In the past we’ve complained about “Rudy Van Gelder’s somewhat over the top echo-drenched brass,” but on a killer copy such as this there is nothing to complain about. If you have a top quality front end (and the system that goes with it), this recording will be amazingly spacious, three-dimensional, transparent, dynamic, energetic, and open.
A Big Group of Musicians Needs This Kind of Space
One of the qualities that we don’t talk about on the site nearly enough is the SIZE of the record’s presentation. Some copies of the album just sound small — they don’t extend all the way to the outside edges of the speakers, and they don’t seem to take up all the space from the floor to the ceiling. In addition, the sound can often be recessed, with a lack of presence and immediacy in the center.
Other copies — my notes for these copies often read “BIG and BOLD” — create a huge soundfield, with the music positively jumping out of the speakers. They’re not brighter, they’re not more aggressive, they’re not hyped-up in any way, they’re just bigger and clearer.
And most of the time those very special pressings are just plain more involving. When you hear a copy that does all that — a copy like this one — it’s an entirely different listening experience.
What We’re Listening For on Bashin’
- Energy for starters. What could be more important than the life of the music?
- The Big Sound comes next — wall to wall, lots of depth, huge space, three-dimensionality, all that sort of thing.
- Then transient information — fast, clear, sharp attacks, not the smear and thickness so common to these LPs.
- Tight punchy bass — which ties in with good transient information, also the issue of frequency extension further down.
- Next: transparency — the quality that allows you to hear deep into the soundfield, showing you the space and air around all the instruments.

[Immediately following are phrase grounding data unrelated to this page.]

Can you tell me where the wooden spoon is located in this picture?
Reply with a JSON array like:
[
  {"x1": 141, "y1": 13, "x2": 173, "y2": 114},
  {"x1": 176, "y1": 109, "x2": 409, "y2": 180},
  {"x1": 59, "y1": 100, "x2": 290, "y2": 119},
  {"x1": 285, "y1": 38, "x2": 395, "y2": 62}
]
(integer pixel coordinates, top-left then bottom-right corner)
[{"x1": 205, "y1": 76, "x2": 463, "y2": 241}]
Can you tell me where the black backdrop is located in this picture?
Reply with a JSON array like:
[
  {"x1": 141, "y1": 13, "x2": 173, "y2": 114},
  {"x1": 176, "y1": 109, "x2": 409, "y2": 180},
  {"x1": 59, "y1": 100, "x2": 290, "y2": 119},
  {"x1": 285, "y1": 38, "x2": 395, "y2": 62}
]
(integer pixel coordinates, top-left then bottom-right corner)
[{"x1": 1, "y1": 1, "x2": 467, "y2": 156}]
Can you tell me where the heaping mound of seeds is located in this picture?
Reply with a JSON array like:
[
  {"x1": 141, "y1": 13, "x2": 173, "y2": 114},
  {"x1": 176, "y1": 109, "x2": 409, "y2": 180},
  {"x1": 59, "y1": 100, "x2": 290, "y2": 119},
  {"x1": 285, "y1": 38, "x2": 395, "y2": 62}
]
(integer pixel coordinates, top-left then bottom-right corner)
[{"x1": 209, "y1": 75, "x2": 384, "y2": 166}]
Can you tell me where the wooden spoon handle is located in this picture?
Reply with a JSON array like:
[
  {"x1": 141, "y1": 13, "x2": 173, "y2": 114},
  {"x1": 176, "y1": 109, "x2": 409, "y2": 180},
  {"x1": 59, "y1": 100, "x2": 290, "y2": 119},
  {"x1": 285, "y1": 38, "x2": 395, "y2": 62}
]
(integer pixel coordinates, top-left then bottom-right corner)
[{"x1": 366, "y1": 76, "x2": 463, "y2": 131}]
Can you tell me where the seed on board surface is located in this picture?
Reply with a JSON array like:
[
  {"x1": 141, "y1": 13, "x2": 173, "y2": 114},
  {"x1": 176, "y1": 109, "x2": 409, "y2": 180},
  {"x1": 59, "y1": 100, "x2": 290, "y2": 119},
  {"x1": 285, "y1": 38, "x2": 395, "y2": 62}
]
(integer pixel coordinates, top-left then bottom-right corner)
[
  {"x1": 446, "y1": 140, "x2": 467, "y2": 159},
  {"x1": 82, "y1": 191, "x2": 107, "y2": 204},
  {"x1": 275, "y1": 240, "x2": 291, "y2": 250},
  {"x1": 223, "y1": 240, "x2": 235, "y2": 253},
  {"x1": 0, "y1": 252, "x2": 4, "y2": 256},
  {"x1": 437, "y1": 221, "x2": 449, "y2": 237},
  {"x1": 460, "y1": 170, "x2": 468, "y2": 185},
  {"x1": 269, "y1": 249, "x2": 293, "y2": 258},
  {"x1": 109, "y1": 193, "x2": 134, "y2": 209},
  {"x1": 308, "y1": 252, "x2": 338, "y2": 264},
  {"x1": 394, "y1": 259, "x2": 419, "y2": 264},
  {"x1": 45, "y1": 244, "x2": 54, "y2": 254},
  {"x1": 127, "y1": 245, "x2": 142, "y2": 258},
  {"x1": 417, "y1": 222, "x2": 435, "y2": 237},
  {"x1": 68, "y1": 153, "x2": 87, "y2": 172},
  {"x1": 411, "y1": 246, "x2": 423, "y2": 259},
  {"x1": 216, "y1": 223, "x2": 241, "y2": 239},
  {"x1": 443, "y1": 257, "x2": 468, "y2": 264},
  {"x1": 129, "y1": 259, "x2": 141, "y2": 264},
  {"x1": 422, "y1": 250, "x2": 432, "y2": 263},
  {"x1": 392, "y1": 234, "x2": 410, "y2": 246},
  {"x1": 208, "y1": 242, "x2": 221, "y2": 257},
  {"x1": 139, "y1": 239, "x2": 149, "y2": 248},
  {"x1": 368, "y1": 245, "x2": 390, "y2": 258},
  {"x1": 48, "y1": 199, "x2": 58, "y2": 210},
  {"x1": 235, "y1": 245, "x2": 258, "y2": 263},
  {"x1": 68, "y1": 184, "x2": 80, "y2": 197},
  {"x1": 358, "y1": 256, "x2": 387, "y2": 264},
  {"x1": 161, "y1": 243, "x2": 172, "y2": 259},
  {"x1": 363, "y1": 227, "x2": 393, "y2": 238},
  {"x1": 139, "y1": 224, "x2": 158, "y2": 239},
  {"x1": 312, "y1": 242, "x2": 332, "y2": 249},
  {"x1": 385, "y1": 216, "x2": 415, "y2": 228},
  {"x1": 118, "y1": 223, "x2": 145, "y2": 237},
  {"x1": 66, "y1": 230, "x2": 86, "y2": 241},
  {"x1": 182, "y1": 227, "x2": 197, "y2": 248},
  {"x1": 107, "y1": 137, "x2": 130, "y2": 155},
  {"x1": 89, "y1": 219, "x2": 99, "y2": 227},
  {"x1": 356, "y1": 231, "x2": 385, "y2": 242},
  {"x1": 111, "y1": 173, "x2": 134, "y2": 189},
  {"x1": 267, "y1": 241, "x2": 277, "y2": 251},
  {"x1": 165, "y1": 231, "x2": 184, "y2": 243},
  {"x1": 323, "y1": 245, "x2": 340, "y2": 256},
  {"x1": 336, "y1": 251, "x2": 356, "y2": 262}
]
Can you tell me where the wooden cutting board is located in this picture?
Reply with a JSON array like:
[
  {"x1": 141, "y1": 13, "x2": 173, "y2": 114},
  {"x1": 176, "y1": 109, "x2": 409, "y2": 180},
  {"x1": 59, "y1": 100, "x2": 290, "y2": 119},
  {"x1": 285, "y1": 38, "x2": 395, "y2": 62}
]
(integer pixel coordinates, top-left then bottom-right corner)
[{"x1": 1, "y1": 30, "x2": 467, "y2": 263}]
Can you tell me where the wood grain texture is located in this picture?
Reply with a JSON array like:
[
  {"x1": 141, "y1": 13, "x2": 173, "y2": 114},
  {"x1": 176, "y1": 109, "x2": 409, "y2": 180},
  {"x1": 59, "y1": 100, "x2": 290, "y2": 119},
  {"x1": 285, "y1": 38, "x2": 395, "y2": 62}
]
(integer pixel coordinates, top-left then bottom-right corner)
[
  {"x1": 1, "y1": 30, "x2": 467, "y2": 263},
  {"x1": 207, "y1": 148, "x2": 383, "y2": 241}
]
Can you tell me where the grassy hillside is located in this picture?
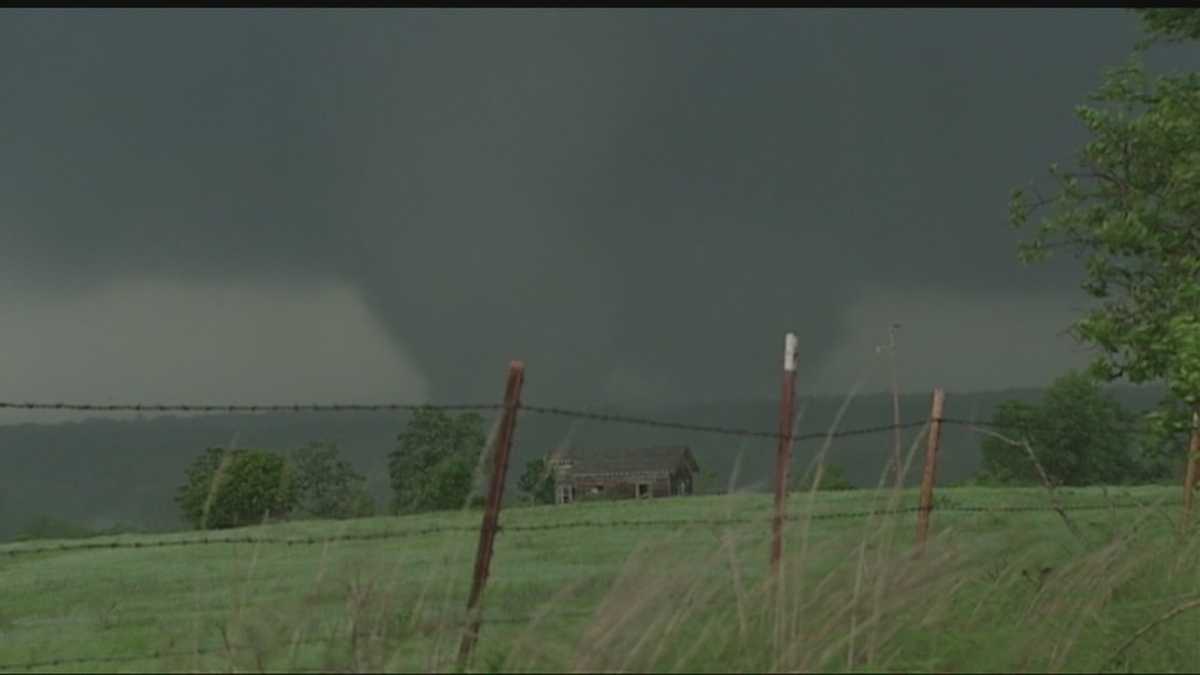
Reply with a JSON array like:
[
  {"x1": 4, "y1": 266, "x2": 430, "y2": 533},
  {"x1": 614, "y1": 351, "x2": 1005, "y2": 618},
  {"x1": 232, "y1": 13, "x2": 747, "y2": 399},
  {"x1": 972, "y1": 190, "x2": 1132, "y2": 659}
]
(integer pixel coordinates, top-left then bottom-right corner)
[
  {"x1": 1, "y1": 485, "x2": 1197, "y2": 672},
  {"x1": 0, "y1": 385, "x2": 1171, "y2": 540}
]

- Extend the top and bottom and voila, you have The Real Thing — an honest to goodness Hot Stamper.
More of What to Listen For
On side one, the bell tree in the right channel on track one is a great test for top end extension, resolution of harmonic complexity, overall clarity and freedom from smear.
Get all the top end you can from whatever turntable adjustment, tweak or room treatment you’re messing around with, then check to make sure that all the brass instruments still sound right. If they do you are good to go.

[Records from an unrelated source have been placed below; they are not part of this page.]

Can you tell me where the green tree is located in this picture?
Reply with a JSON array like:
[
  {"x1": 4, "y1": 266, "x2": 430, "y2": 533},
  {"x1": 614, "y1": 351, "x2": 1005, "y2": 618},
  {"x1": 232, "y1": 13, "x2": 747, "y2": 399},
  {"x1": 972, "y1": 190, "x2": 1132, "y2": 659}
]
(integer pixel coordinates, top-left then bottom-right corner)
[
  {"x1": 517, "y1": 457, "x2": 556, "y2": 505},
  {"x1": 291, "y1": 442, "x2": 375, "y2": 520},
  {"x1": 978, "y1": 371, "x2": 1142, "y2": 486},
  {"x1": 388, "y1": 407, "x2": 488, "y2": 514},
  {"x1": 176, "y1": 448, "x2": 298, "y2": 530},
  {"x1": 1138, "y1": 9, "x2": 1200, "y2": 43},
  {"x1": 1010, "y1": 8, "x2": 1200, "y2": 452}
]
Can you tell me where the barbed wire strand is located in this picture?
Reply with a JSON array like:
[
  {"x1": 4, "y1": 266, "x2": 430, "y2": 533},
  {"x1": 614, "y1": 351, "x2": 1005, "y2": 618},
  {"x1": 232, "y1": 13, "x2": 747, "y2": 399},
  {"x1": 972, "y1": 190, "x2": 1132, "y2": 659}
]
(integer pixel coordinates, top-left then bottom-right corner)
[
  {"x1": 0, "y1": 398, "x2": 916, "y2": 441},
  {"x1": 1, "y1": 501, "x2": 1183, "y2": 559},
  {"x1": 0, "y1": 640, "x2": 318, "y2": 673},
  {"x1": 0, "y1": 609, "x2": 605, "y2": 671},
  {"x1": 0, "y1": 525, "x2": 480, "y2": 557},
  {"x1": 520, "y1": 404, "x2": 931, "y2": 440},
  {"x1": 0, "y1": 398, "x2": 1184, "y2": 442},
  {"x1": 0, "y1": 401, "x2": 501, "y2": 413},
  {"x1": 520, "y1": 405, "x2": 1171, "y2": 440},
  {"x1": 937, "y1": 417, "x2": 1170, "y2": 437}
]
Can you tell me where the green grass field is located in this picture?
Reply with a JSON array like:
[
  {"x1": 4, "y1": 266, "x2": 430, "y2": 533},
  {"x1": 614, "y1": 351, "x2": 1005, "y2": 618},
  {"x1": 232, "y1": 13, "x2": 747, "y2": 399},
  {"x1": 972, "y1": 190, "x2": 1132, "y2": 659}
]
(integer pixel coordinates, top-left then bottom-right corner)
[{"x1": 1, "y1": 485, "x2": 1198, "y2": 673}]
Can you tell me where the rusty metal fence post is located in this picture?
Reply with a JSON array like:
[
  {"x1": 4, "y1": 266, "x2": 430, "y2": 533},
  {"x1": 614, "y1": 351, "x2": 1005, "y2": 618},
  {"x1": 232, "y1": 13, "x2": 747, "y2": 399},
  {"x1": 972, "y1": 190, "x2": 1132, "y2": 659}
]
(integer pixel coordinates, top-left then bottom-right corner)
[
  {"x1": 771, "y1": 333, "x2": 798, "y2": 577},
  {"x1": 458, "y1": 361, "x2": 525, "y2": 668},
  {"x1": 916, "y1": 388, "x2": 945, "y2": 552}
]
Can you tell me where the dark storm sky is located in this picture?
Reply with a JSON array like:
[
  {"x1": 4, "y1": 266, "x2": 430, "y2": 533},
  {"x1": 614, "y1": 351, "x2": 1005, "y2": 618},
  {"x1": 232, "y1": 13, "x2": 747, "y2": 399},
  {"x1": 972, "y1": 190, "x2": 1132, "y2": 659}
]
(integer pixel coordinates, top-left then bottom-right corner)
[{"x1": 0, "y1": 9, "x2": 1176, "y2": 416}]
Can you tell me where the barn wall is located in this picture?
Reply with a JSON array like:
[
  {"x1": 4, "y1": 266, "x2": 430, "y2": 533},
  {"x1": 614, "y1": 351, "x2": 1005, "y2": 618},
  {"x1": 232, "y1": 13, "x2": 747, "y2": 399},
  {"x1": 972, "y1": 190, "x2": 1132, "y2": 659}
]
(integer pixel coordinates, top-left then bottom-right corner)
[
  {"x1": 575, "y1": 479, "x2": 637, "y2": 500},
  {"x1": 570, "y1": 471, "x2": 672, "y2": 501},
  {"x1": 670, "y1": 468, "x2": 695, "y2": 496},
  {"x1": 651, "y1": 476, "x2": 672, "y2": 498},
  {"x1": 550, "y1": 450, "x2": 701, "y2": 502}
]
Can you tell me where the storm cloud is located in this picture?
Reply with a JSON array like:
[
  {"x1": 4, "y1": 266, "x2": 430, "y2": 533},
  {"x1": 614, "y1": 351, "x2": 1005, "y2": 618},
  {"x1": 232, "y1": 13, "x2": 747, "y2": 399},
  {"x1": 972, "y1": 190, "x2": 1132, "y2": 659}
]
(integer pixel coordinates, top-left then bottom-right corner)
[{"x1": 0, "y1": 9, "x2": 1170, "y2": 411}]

Copies of this album are sometimes so SOUR or dull (or both) that they go right in the trade pile. Add to that the difficulty of finding copies that are scratch-free and not too noisy and you have one tough shootout ahead of you.

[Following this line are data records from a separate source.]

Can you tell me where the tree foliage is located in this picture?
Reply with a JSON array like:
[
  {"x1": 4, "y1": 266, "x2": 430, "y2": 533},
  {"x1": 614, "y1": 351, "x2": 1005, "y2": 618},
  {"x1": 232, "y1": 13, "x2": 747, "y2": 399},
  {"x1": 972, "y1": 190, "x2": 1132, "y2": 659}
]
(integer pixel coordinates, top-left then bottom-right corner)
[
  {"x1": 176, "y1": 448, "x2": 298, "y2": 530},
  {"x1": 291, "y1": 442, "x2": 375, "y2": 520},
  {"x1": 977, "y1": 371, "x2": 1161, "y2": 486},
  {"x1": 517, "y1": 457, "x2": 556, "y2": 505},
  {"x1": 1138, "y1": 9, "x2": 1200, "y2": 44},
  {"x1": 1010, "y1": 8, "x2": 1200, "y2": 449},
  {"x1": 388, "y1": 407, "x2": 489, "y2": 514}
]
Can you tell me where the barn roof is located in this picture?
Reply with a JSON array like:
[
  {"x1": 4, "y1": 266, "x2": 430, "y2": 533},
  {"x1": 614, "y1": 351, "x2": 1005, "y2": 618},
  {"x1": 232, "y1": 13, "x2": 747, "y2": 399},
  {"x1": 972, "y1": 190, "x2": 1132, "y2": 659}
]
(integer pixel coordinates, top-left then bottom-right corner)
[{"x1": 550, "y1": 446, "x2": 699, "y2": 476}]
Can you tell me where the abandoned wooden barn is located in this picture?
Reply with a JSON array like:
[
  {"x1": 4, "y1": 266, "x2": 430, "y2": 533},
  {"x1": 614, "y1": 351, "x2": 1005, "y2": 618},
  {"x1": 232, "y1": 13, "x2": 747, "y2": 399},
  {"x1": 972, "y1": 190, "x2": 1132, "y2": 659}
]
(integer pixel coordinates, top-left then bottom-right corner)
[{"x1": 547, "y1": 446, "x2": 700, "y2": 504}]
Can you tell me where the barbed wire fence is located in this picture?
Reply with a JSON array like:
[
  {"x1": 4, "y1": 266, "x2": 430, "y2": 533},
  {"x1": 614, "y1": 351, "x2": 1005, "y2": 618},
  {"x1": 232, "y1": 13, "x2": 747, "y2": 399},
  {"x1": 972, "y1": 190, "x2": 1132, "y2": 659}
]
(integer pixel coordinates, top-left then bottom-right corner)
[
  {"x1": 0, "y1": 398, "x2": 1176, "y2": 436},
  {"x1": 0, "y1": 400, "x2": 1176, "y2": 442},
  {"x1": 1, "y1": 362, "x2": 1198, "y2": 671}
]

Inner Groove Distortion caused by the non-anti-skate-equipped turntables of the day is a chronic problem with vintage jazz records. We check all our records for Inner Groove Damage (IGD) as a matter of course when condition checking the surface quality of the vinyl.
A Must Own Jazz Record
We consider this Wes Montgomery album his Masterpiece.
It’s a recording that should be part of any serious Jazz Collection. Others that belong in that category can be found here.
It also ranks very high on our Difficulty of Reproduction Scale. Do not attempt to play it using anything other than the highest quality equipment.
Walk on the Wild Side
Ol’ Man River
In a Mellow Tone
Step Right Up
Beggar for the Blues
I’m an Old Cowhand (From the Rio Grande)
AMG 5 Star Rave Review
Although still a regular Blue Note artist (he would make four more albums for the company within the next year), Bashin’ was organist Jimmy Smith’s debut for Verve, a label that he would record extensively for during 1963-1972. On the first half of the program, Smith was for the first time joined by a big band. Oliver Nelson provided the arrangements, trumpeter Joe Newman and altoist Phil Woods have a solo apiece, and “Walk on the Wild Side” became Smith’s biggest hit up to that point. The final three numbers feature Smith’s regular trio with guitarist Quentin Warren and drummer Donald Bailey swinging with soul as usual.